Избавиться от этого великого содержания, которое всегда переполняет интроверта, можно только одним образом — вынеся его из себя на бумагу, на картины, на театральные подмостки. Но оно снова появится и накопится там, внутри. Экстраверт может пойти в писатели или в художники — сходить и вернуться, по своему собственному желанию. У интроверта выбора нет. И личной заслуги в создании столь богатого «внутреннего мира» нет никакой. Это не он решил «уйти в себя». Это его «внутренний мир» захватил его в свой плен без остатка — и не отдает. Интроверт — это вовсе не ущербный экстраверт. И не эгоистичный экстраверт. Он просто — «другое дерево» (Б. Л. Пастернак).

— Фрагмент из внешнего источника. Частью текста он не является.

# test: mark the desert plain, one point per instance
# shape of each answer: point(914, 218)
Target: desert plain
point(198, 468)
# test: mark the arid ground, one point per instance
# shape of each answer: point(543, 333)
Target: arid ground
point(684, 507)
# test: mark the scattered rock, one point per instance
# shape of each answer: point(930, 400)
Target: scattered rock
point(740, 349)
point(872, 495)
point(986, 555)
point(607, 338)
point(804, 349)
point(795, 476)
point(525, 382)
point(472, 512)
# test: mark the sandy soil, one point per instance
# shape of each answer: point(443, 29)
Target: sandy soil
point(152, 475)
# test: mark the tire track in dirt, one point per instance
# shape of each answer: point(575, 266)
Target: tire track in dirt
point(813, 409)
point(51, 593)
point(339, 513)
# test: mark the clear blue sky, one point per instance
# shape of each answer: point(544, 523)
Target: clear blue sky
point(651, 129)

Он просто так — иначе — устроен кем-то — Природой, Богом, каким-то космическим началом, как его ни назови. Это «особенное устройство» — вовсе не его заслуга и не его недостаток. Просто он таков «по натуре». Даже если такой человек будет стараться стать экстравертом под влиянием обвинений в эгоизме, у него это не выйдет. Поэтому мораль как общественный регулятор к нему неприменима. Он живет, как выражается Ф. Ницше, по ту сторону добра и зла. Это не хорошо и не плохо — то, что он уходит в себя, изолируясь от повседневной жизни общества. Он просто не может иначе. На него нет смысла распространять правила экстравертов — в частности, производственную дисциплину, единообразные технологии и стандарты, режим труда и отдыха (как, впрочем, и правила охраны труда). Техника безопасности — в самом широком смысле — не для интровертов. Гуманитарные факультеты выполняют великую социальную миссию, удерживая их от появления на производстве.

Интроверт — это эгоист, которого бессмысленно называть эгоистом, потому что его не переделаешь. Сколько его ни ругай, сколько ни осуждай морально, экстравертом он никогда не станет. Психология (далее — психиатрия, правоприменительная практика, изоляция от общества) начинается тогда, когда перестает «срабатывать» этика. Если при помощи общественного мнения — то есть ненасильственно, только лишь при помощи словесного давления — не удается заставить индивида делать то, что нужно обществу (по представлению заставляющих), тогда общество пытается спасти лицо, не расписываясь в своем бессилии, а признавая действие неких могущественных «объективных факторов».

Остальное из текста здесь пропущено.